By Ashliegh Gehl
The water cycle is a beautiful event happening all around us. We feel the precipitation on our skin when walking in the rain or in the thick of an icy winter, catching snowflakes on our tongues. It’s a vital recycling system providing water for all living organisms, and the act of transference is largely invisible. Even when admiring beautiful, fluffy clouds, we romanticize them instead of dwelling on the mechanics.
Andrea Curtis’s City of Water, a 40-page nonfiction picture book published by Groundwood Books (May 2021), opens with a stunning illustration of the water cycle by illustrator Katy Dockrill. It sets a warm, interconnected tone for the book which both child and adult readers will love. Those familiar with Curtis’s work, such as A Forest in the City, will feel right at home among these pages as they are immersed in the fine needlework of Curtis’s storytelling.
Straight from the top, Curtis and Dockrill point to an interesting juxtaposition: the movement of water above ground and the system of pipes below. To most, what’s underground is invisible infrastructure. It’s out of sight and out of mind because we merely walk on top of it, unaware of the strategic framework that brings water to, in some cities, millions of people. Throughout the book, Curtis and Dockrill make the invisible visible. If seeing is believing, then Curtis and Dockrill are reinforcing a critical reminder: not everything is as it seems.
Throughout City of Water, Curtis and Dockrill demonstrate how there is more to water than the cool, clean stream flowing out of our kitchen faucets. In each spread, Curtis narrows the focus and further isolates the movement of water, answering all the questions one may have about how it gets from rain clouds to rivers and eventually to our homes.

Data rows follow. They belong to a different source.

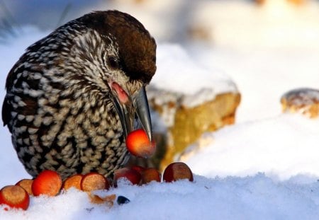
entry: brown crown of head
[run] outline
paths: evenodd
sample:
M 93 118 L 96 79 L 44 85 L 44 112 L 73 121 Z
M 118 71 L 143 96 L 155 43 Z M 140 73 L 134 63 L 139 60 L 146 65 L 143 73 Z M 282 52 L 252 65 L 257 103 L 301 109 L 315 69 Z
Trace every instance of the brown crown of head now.
M 118 11 L 95 11 L 82 18 L 102 36 L 111 34 L 117 42 L 121 68 L 130 79 L 150 81 L 156 71 L 156 42 L 142 23 Z

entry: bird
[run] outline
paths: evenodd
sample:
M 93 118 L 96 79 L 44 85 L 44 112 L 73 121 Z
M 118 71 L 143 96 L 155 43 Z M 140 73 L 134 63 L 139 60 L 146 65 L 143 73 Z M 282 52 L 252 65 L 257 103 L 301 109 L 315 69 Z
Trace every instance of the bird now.
M 33 177 L 112 176 L 130 157 L 125 140 L 142 127 L 152 139 L 145 86 L 156 42 L 128 13 L 96 11 L 28 47 L 8 74 L 2 120 Z

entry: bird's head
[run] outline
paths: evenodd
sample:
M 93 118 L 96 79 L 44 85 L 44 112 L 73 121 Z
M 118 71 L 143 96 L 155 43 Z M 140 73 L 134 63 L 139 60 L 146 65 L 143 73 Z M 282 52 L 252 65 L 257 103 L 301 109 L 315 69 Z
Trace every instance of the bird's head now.
M 108 91 L 125 137 L 134 129 L 137 115 L 152 139 L 145 87 L 156 71 L 154 38 L 135 18 L 117 11 L 96 11 L 79 19 L 92 30 L 89 35 L 77 40 L 82 48 L 80 56 L 84 60 L 103 64 L 97 65 L 99 67 L 96 71 L 99 81 L 95 81 L 94 83 Z M 92 73 L 95 74 L 94 79 L 96 72 Z

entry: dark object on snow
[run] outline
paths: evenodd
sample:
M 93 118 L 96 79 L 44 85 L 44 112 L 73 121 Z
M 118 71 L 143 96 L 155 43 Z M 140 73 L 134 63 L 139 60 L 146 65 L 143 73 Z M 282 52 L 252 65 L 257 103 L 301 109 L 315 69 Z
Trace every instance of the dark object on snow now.
M 130 199 L 128 199 L 128 198 L 126 198 L 123 196 L 121 196 L 121 195 L 118 196 L 118 199 L 116 199 L 116 202 L 118 204 L 123 204 L 128 203 L 130 202 Z
M 30 46 L 8 75 L 2 107 L 27 171 L 65 179 L 123 166 L 135 114 L 152 137 L 145 86 L 155 56 L 148 31 L 117 11 L 84 15 Z

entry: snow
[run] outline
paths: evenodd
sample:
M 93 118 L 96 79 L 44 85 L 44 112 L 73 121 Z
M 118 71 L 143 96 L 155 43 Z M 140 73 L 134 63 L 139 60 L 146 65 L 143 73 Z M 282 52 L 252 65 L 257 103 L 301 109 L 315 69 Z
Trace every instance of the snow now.
M 206 134 L 203 138 L 212 141 L 186 163 L 195 173 L 209 177 L 260 171 L 279 180 L 319 176 L 318 127 L 318 120 L 290 114 L 242 122 Z
M 174 1 L 166 13 L 165 6 L 172 1 L 153 1 L 140 9 L 130 8 L 148 19 L 145 26 L 155 30 L 161 39 L 154 85 L 196 93 L 201 87 L 233 89 L 233 85 L 225 83 L 231 79 L 241 93 L 236 123 L 205 134 L 198 141 L 203 146 L 184 158 L 195 174 L 194 182 L 151 183 L 143 186 L 123 183 L 117 188 L 96 192 L 123 195 L 130 200 L 111 208 L 91 204 L 84 192 L 75 190 L 55 197 L 31 197 L 27 211 L 0 209 L 0 219 L 318 219 L 319 119 L 281 113 L 279 103 L 289 90 L 318 89 L 319 43 L 313 40 L 319 33 L 318 22 L 314 21 L 319 18 L 318 2 L 309 1 L 309 5 L 300 9 L 285 6 L 281 9 L 284 13 L 276 12 L 276 23 L 270 19 L 275 13 L 269 11 L 274 9 L 270 5 L 266 10 L 253 8 L 248 1 L 225 1 L 224 4 L 224 1 L 198 1 L 197 7 L 194 4 L 189 7 L 213 24 L 214 40 L 208 43 L 179 45 L 169 40 L 177 39 L 178 33 L 165 35 L 176 25 L 176 21 L 169 22 L 174 20 L 174 10 L 187 1 Z M 128 10 L 130 4 L 123 7 Z M 155 9 L 157 5 L 160 9 Z M 142 13 L 149 8 L 152 9 Z M 262 15 L 262 18 L 254 20 L 263 24 L 259 28 L 252 18 L 258 18 L 256 11 Z M 278 16 L 282 14 L 286 16 Z M 156 19 L 161 17 L 162 21 Z M 184 27 L 186 21 L 178 21 Z M 242 23 L 248 25 L 236 28 Z M 286 32 L 278 31 L 287 23 Z M 20 31 L 21 34 L 0 45 L 0 103 L 11 67 L 27 46 L 47 34 L 31 26 L 23 26 Z M 203 80 L 192 77 L 192 73 Z M 181 74 L 185 78 L 179 79 Z M 174 81 L 168 81 L 169 76 Z M 17 158 L 6 127 L 0 127 L 0 186 L 30 178 Z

Written for audiences aged eight to twelve years old, City of Water ignites a much-needed conversation about a delicate and finite resource that sustains life on earth—a resource humans wouldn’t be able to live without. It’s a sombre thought, but as Curtis so cleverly writes, “The history of cities begins with water—most urban centers grew up near rivers, lakes, or oceans. But as cities expanded, it became necessary to supply residents with drinking water and sanitation systems to get rid of waste.”
Curtis’s sharp, to-the-point style swiftly takes the reader through the history of water and how, for many around the world, access to it is a constant challenge. A further challenge is that water that is accessible may not be suited for drinking due to pollutants and disease.
What’s endearing about City of Water is its constant message of hope–and that it’s not too late to make change. Dockrill smartly uses raindrops with illustrations of people and animals within them. Imagine a future where children grow up to see themselves in every droplet of rain and fully understand that their behaviours and actions have an immediate impact on the water cycle. The thread of interconnectedness throughout City of Water is so beautifully fluid that it inspires active participation in making our world a better place.